Google Trends provides data on search volume using a finite integer scale from 0 to 100, where 100 represents the highest recorded search volume for all terms in a given Google Trends request. If search volume time series for low-frequency keywords are downloaded in isolation from other keywords, noisy data can result, because only a small number of searches is required for a unit change in search volume to be registered. To avoid this problem, we download search volume data for the high-frequency term “google” alongside search volume data for each of our terms. In this way, we ensure that the value 100 represents the maximum search volume for this high-frequency term.

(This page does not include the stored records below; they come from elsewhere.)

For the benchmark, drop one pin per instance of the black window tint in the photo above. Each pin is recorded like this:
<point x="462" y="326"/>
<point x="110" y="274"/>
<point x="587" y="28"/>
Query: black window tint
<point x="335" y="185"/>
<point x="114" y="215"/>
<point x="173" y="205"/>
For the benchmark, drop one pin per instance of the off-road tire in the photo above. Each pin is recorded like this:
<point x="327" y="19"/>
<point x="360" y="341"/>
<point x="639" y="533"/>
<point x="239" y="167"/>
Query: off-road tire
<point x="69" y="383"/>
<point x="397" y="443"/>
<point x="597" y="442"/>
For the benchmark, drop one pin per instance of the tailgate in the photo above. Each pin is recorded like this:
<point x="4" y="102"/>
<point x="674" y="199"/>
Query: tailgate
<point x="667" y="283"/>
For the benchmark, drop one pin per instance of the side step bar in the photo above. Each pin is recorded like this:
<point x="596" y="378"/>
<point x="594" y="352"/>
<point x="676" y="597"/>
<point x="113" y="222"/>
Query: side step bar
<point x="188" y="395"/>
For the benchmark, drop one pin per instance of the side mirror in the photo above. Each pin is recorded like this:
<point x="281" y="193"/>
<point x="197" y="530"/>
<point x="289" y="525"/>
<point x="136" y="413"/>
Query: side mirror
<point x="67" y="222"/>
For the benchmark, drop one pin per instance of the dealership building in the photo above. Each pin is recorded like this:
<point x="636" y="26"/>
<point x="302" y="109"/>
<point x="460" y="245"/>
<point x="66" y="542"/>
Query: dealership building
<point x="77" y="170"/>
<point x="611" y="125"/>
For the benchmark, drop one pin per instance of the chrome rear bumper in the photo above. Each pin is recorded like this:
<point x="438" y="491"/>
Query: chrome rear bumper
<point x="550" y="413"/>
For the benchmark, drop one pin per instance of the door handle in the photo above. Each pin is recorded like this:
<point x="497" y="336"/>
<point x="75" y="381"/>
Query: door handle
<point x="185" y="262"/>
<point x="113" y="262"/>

However, we also find that the mean search volume for terms in 45 of our extracted topics is too low to register on this “google”-based scale, having a value less than 1. Below, we describe analyses based on the remaining 55 topics.

To generate labels for the topics, we make use of the online service Amazon Mechanical Turk. This service allows small tasks to be taken on by anonymous human workers, who receive a small payment for each task. Through this service, 39 unique human workers provided topic names for the 55 sets of words identified above. Both the full list of topic names obtained from Amazon Mechanical Turk and more details on this procedure are provided in Supporting Information and Dataset S1.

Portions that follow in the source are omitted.